Hurdles in way of direct marketing to consumers

The vast majority of losers in the direct selling business drop out within a year. FILE PHOTO | NMG

What you need to know:

  • Between 50 and 70 per cent of distributors quit within a year if they do not see any gain.

In a bid to reach their target consumers directly, companies such as Herbalife are recruiting a sale force that comprises of its own consumers who sell to close contacts.

However, this strategy does not work for all companies, the product being sold should be one that consumers use frequently, thus leading to a repeat purchase.

Herbalife — which sells nutrition supplements, weight management, sports nutrition and personal-care products including body lotions and deodorants — has gained popularity in Kenya.

It operates in more than 90 countries and has over three million distributors. They earn from their sales and the sales of people they recruit for the company.

“Long term products are mostly bought once in five years and for some it can be longer, therefore for a seller to engage in direct to consumer marketing it needs to be a commodity in which consumers use on a monthly basis such as toothpaste,” said Kevin Munyao, an entrepreneur. An example of a company that failed in this strategy by selling a product that was not a repeat purchase was BurnLouge.

The company was an online music website through which members sold their music to customers who downloaded it for about $30 (Sh3,100) to $430 (Sh44,300) per year.

The company hit 30,000 members in two years, however as consumers needed to download the music only once and share it with other consumers, those selling music on the site were not making money hence the store was eventually closed down.

Beyond selling repeat products, companies involved in this strategy also need to retain their sales people for it to be successful.

“Majority of the people that get involved in this model of selling do it part-time, but the fact that they made an investment by buying the product they are counting on realising a profit from them. If the product does not sell there is a chance that they will abandon the venture all together and count their losses,” said Munyao.

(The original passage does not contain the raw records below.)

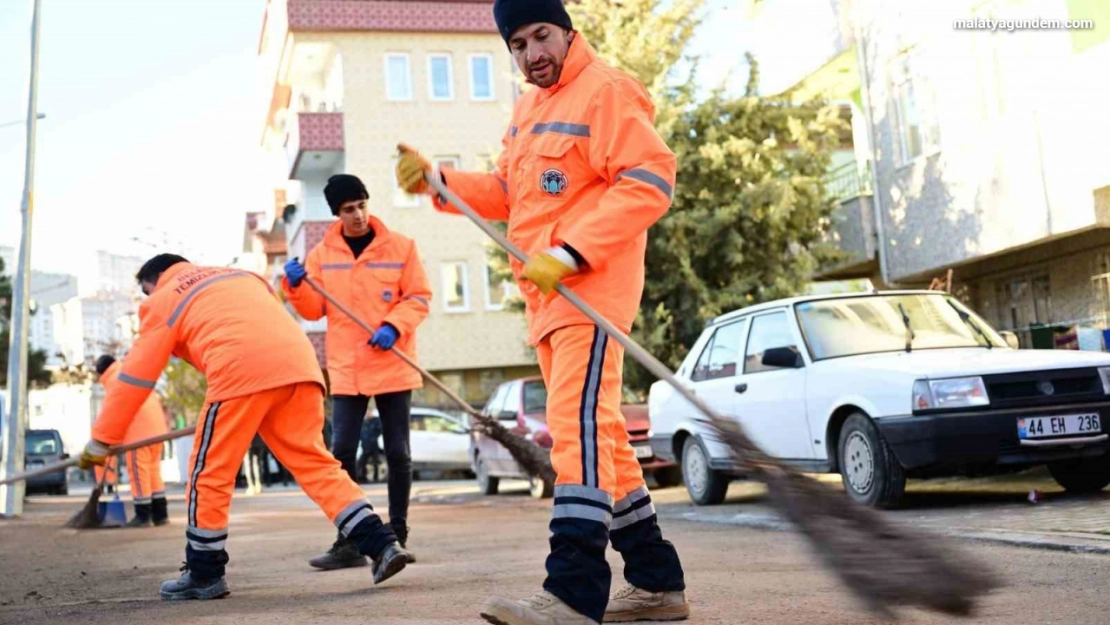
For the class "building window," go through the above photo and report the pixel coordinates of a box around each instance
[390,157,420,209]
[471,54,494,101]
[440,262,471,312]
[427,54,455,101]
[485,261,521,311]
[892,54,940,164]
[385,54,413,101]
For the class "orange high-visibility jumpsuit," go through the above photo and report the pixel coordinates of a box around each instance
[100,362,170,506]
[93,263,395,578]
[436,33,685,622]
[282,215,432,540]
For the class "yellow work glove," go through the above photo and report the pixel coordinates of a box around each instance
[524,248,578,295]
[397,143,432,194]
[77,440,109,471]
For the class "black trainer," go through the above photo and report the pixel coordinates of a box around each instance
[309,536,367,571]
[159,564,231,601]
[124,504,153,527]
[390,521,416,564]
[150,497,170,526]
[374,542,412,584]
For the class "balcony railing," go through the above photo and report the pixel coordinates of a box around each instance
[825,162,871,202]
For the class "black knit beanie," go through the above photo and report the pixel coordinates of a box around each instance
[324,173,370,215]
[493,0,574,46]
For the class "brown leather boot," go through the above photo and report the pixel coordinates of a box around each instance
[605,584,690,623]
[481,591,597,625]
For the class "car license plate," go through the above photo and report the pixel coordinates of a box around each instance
[1018,414,1102,438]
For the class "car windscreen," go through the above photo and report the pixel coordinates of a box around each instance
[796,293,1006,361]
[26,432,59,455]
[524,380,547,414]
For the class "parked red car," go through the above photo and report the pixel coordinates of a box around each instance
[471,377,682,498]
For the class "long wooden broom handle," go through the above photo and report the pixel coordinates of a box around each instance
[0,425,196,486]
[424,172,757,462]
[304,276,485,420]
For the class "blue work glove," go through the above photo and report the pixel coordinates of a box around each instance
[285,259,309,289]
[366,323,398,350]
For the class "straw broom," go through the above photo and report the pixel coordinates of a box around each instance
[425,167,998,618]
[304,278,555,483]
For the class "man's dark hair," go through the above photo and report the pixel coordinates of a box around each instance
[97,354,115,375]
[135,254,189,284]
[324,173,370,216]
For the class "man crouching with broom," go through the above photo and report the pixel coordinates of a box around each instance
[80,254,408,601]
[397,0,689,625]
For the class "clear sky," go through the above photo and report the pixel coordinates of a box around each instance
[0,0,834,278]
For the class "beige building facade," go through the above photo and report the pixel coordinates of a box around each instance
[260,0,537,405]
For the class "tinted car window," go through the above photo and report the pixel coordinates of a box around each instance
[690,321,747,382]
[26,432,60,454]
[744,313,798,373]
[524,380,547,414]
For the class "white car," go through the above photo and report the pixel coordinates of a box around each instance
[648,291,1110,507]
[370,407,471,471]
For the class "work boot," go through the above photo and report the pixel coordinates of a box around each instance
[604,584,690,623]
[309,536,366,571]
[124,504,152,527]
[390,521,416,564]
[374,542,412,585]
[160,564,231,601]
[480,591,597,625]
[150,497,170,526]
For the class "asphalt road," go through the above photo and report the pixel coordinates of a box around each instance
[0,483,1110,625]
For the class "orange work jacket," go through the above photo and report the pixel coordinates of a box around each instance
[100,362,170,443]
[92,263,324,445]
[282,216,432,395]
[436,33,676,344]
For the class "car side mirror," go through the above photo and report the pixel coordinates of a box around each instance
[763,347,804,369]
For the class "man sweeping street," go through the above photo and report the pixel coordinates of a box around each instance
[81,254,408,601]
[282,174,432,571]
[93,354,170,527]
[397,0,689,625]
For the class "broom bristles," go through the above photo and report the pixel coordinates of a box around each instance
[708,419,999,618]
[471,414,555,483]
[65,483,104,530]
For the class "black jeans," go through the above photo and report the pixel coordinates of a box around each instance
[332,391,413,535]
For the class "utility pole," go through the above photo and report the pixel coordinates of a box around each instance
[0,0,42,517]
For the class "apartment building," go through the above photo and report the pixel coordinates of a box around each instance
[260,0,538,404]
[761,0,1110,345]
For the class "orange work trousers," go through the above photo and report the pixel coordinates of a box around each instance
[536,325,686,622]
[127,443,165,505]
[185,382,396,578]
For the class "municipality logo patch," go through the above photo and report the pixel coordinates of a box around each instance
[539,169,567,195]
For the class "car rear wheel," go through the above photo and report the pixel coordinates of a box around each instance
[1048,454,1110,494]
[653,466,683,488]
[474,456,501,495]
[528,477,555,500]
[683,436,728,505]
[838,413,906,508]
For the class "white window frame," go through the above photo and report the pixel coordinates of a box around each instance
[440,261,471,313]
[382,52,413,102]
[427,52,455,102]
[482,259,516,312]
[466,52,497,102]
[890,51,940,169]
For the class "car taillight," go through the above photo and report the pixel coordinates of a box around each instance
[532,430,555,450]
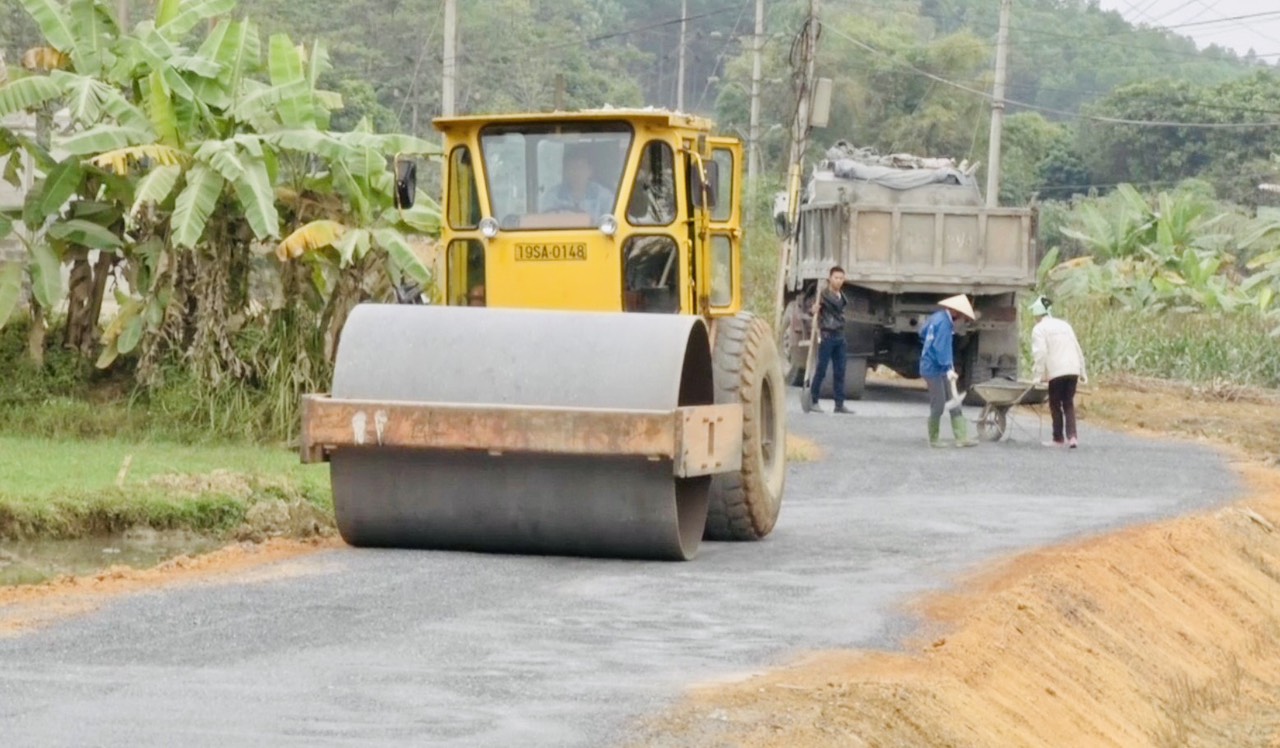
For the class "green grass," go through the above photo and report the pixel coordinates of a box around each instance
[0,434,332,538]
[1061,302,1280,388]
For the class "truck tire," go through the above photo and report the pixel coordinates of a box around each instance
[778,300,809,387]
[845,356,867,400]
[703,313,787,541]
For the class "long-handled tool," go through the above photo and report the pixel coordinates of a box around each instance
[943,369,969,411]
[800,281,827,412]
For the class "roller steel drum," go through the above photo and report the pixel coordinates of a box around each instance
[330,305,713,560]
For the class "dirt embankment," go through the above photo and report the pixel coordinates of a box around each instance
[643,382,1280,748]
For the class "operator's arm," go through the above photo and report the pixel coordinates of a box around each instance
[1071,330,1089,384]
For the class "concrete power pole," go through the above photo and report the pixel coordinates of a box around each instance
[987,0,1014,207]
[676,0,689,111]
[746,0,764,185]
[440,0,458,117]
[773,0,822,330]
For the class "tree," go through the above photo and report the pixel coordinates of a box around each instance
[0,0,438,435]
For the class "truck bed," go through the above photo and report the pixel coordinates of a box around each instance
[788,202,1038,295]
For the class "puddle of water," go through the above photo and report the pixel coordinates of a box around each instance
[0,529,224,585]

Indeed, according to research by Robert Fitzpatrick in his book False Profits, distributors involved in direct to consumer selling have a 70 per cent chance of quitting if they do not realise profit within a year. “The economic score card of direct to consumer selling is characterised by massive failure rates and financial losses for millions of consumers.

“Its structure in which positions on an endless sales chain are purchased by selling or buying goods is mathematically unsustainable and its system of allowing unlimited numbers of distributors in any market area is inherently unstable, thus 50-70 per cent of all distributors quit within a year if they do not see any gain,” reported Fitzpatrick.

“The vast majority of the losers in the direct selling business drop out within a year. In a 1999 court case brought against Melaleuca, an online wellness club and one of the largest companies involved in direct to consumer marketing, the company claimed it had the highest retention rate among distributors in the entire industry.

“Melaleuca boasted a drop-out rate of 5.5 per cent per month. This equates to about 60 per cent per year, if the dropouts are replaced each month.”